Post aus dem Vatikan kam überraschend schnell
Die Idee, für diese Uraufführung den Vatikan anzuschreiben, sei irgendwann im Team einfach aufgekommen, erzählt Intendant Kay Metzger dem SWR. "Könne man doch mal machen, war der Gedanke, wenn wir schon eine Oper über den Heiligen Franziskus haben". So habe man ein Schreiben in deutsch und italienisch verfasst und schon nach wenigen Wochen die Antwort über ein Sekretariat erhalten. Dass seine Heiligkeit, der damalige Papst Franziskus, die Aufführung und das gesamte Theaterteam in seine Gedanken und Gebete einschließen würde. "Das fanden wir sehr schön", so Kay Metzger.
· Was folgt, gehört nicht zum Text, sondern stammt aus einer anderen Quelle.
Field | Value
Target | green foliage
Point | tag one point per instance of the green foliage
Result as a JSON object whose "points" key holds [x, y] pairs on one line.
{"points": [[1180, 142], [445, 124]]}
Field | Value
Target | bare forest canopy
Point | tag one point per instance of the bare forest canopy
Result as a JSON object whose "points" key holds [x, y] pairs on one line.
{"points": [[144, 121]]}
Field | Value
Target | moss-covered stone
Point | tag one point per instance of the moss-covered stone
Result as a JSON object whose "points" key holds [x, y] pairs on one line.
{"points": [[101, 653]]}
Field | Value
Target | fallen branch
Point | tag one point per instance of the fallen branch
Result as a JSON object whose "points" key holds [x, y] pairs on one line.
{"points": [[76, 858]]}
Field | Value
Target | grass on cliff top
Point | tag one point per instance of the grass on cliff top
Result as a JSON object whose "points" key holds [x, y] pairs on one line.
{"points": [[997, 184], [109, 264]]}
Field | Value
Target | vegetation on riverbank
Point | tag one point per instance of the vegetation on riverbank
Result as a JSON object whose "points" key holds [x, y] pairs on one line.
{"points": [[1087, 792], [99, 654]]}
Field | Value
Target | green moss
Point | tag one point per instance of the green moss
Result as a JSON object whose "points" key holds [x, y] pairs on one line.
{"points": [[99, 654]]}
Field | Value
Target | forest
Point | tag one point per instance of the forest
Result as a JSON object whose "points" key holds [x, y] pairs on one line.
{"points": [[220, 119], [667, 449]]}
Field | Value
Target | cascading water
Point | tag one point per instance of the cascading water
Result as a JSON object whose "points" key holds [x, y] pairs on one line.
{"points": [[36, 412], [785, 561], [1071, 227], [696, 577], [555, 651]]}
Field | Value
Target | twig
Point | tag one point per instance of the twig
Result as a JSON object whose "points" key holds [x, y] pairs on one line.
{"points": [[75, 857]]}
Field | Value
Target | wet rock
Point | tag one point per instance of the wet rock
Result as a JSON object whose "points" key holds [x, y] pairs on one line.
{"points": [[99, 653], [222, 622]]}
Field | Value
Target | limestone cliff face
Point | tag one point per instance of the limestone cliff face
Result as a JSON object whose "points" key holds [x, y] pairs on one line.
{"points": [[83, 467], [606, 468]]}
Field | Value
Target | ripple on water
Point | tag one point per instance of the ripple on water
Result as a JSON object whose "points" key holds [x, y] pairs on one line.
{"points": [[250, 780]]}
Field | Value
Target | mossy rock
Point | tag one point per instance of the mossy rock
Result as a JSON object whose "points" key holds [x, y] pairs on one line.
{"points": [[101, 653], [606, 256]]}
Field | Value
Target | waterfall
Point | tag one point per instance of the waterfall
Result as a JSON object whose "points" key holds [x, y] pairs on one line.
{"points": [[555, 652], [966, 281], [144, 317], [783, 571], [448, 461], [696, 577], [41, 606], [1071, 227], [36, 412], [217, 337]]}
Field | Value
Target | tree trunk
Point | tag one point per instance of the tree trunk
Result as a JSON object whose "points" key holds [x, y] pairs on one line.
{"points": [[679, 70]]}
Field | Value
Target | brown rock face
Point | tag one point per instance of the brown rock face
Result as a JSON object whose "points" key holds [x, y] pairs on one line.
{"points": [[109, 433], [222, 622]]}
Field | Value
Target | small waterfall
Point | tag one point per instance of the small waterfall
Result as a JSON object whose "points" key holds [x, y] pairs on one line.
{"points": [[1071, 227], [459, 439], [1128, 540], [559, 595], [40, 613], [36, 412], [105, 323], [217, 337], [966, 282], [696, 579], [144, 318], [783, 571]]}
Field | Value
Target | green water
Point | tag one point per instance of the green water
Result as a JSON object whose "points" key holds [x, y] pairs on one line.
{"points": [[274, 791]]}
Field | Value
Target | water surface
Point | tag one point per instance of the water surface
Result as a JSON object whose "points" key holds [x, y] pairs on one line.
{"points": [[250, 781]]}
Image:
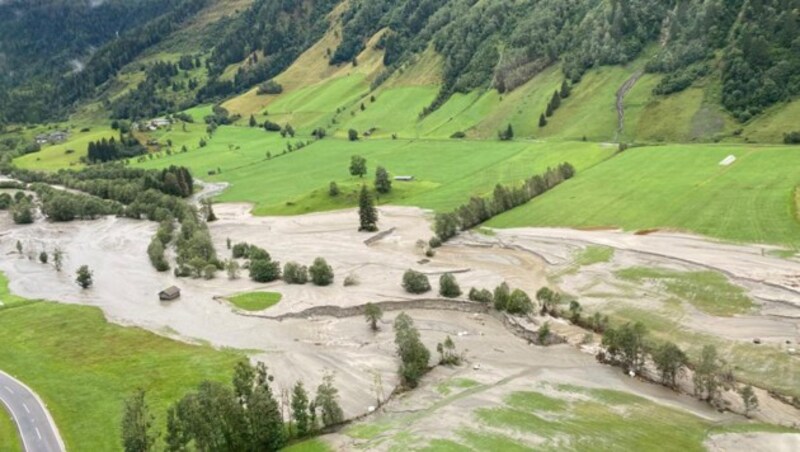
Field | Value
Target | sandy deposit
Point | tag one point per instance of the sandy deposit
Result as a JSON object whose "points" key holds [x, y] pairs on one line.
{"points": [[126, 290], [771, 281]]}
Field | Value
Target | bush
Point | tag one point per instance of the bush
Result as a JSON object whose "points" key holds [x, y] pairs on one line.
{"points": [[519, 303], [270, 87], [240, 250], [792, 138], [502, 294], [264, 271], [294, 273], [321, 273], [482, 295], [351, 280], [448, 286], [333, 189], [209, 271], [270, 126], [155, 251], [22, 212], [258, 254], [415, 282]]}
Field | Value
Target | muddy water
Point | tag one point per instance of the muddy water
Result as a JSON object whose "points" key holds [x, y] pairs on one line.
{"points": [[126, 290]]}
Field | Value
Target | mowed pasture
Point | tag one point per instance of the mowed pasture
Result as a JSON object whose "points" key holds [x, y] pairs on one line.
{"points": [[679, 187], [84, 368], [446, 172]]}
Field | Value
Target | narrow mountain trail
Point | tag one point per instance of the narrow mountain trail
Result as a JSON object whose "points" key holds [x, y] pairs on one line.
{"points": [[621, 93]]}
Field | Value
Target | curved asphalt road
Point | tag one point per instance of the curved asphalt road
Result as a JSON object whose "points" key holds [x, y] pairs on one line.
{"points": [[36, 427]]}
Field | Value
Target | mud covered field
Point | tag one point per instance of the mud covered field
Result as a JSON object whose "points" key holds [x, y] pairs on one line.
{"points": [[126, 290]]}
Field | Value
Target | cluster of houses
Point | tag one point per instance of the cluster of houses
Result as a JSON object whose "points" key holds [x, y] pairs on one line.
{"points": [[152, 125], [57, 136]]}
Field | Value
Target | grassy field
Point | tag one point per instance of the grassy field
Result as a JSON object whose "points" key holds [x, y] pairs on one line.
{"points": [[54, 157], [85, 367], [551, 417], [255, 301], [708, 291], [602, 419], [9, 438], [680, 187], [446, 172]]}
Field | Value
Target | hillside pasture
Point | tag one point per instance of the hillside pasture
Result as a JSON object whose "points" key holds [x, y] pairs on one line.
{"points": [[680, 187], [446, 172], [56, 156], [84, 367]]}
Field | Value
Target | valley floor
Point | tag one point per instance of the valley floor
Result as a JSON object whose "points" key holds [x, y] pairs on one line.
{"points": [[126, 290]]}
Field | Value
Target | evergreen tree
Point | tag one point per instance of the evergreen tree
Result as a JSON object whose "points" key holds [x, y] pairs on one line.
{"points": [[367, 214], [383, 184], [84, 277], [414, 356], [373, 314], [58, 259], [565, 89], [300, 409], [358, 166], [448, 286], [556, 100], [137, 425], [321, 273], [327, 400]]}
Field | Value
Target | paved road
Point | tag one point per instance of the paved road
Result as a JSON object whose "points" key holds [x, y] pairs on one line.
{"points": [[38, 431]]}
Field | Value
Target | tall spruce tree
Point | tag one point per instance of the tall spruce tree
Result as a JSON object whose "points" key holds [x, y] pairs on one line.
{"points": [[137, 425], [556, 100], [383, 184], [300, 409], [565, 90], [367, 213]]}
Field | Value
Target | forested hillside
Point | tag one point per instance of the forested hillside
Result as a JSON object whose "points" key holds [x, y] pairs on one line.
{"points": [[67, 53]]}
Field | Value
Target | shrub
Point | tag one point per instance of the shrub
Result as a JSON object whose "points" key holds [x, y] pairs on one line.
{"points": [[209, 271], [294, 273], [258, 254], [351, 280], [519, 303], [501, 297], [270, 87], [448, 286], [482, 295], [792, 138], [240, 250], [270, 126], [321, 273], [415, 282], [264, 271], [333, 189]]}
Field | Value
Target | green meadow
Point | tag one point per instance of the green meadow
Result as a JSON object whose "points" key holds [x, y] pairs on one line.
{"points": [[9, 438], [67, 154], [680, 187], [84, 367], [447, 172], [560, 417], [255, 301]]}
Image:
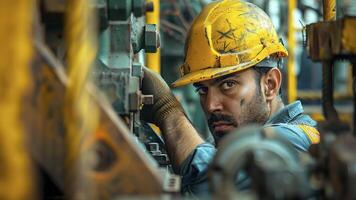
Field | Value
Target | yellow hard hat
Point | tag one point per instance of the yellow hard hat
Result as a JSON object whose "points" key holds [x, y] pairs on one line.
{"points": [[226, 37]]}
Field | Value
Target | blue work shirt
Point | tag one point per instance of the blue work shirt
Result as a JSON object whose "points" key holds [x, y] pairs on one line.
{"points": [[289, 123]]}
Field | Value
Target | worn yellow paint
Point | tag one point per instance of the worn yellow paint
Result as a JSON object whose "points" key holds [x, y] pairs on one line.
{"points": [[226, 37], [153, 60], [16, 179], [348, 35], [312, 133], [81, 112], [329, 10], [291, 76]]}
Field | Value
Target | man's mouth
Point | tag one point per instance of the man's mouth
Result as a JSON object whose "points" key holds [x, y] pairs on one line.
{"points": [[222, 127]]}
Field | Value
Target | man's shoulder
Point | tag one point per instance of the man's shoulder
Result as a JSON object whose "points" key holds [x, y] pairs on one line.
{"points": [[295, 126]]}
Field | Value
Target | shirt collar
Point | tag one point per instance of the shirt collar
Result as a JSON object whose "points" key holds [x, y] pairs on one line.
{"points": [[287, 113]]}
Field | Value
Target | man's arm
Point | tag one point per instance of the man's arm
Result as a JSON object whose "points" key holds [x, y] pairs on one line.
{"points": [[179, 135]]}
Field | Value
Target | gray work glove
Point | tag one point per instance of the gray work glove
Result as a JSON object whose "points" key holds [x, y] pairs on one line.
{"points": [[164, 102]]}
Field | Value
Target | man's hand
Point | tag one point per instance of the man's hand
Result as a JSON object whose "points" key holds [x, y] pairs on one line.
{"points": [[164, 102], [166, 112]]}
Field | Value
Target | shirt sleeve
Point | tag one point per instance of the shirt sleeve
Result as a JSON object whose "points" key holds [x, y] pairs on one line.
{"points": [[294, 134], [194, 170]]}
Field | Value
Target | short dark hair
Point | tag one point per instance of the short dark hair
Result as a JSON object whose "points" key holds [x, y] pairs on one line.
{"points": [[260, 71]]}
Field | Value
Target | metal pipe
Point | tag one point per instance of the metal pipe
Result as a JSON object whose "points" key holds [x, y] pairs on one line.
{"points": [[291, 76], [153, 60], [354, 95], [329, 110]]}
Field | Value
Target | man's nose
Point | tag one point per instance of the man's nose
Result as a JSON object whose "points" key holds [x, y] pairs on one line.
{"points": [[213, 102]]}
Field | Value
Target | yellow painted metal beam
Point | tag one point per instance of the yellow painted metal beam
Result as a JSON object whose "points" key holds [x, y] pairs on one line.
{"points": [[329, 9], [291, 76], [16, 179], [153, 60]]}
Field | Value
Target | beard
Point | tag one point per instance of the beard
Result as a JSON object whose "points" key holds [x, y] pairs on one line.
{"points": [[254, 112]]}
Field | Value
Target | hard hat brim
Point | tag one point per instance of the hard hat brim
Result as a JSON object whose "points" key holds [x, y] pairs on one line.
{"points": [[209, 73]]}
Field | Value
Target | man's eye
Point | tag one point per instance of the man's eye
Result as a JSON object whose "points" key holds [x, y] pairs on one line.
{"points": [[228, 85], [201, 90]]}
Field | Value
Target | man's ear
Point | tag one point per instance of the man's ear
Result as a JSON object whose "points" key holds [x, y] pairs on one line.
{"points": [[272, 83]]}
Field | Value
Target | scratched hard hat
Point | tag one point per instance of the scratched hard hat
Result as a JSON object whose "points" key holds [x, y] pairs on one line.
{"points": [[226, 37]]}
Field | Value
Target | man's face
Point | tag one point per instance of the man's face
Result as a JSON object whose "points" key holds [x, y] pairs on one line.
{"points": [[232, 101]]}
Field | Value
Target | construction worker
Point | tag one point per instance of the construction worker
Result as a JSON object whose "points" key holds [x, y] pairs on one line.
{"points": [[232, 58]]}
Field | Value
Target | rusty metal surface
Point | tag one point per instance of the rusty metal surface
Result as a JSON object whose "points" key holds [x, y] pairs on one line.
{"points": [[331, 40], [127, 171]]}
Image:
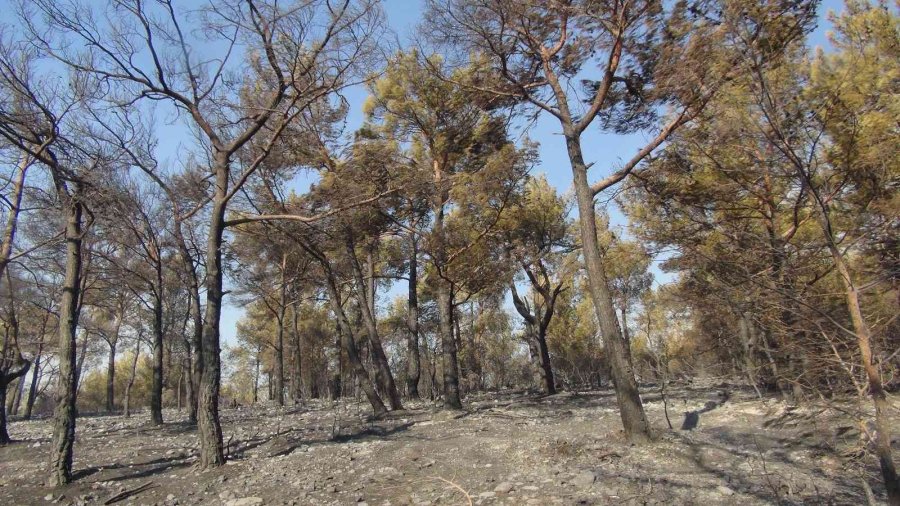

Letzte Proben der Franziskus-Oper während des Konklave
Dass nun die letzten Vorbereitungen der großen Oper während des Konklaves in Rom stattfanden, sei schon eine besondere Konstellation gewesen, so Metzger. Doch man habe sich voll auf dieses große und gewaltige Werk von Tournemire konzentriert: "Da sind alle angespannt und geben ihr Bestes. Jeder weiß, das ist nicht 'business as usual'". Zwei Orchester müssen in der Aufführung harmonieren - eines im Orchestergraben, das andere auf der Bühne. Zudem gebe es sehr lange instrumentale Phasen, die höchste Aufmerksamkeit bei allen Beteiligten erforderten.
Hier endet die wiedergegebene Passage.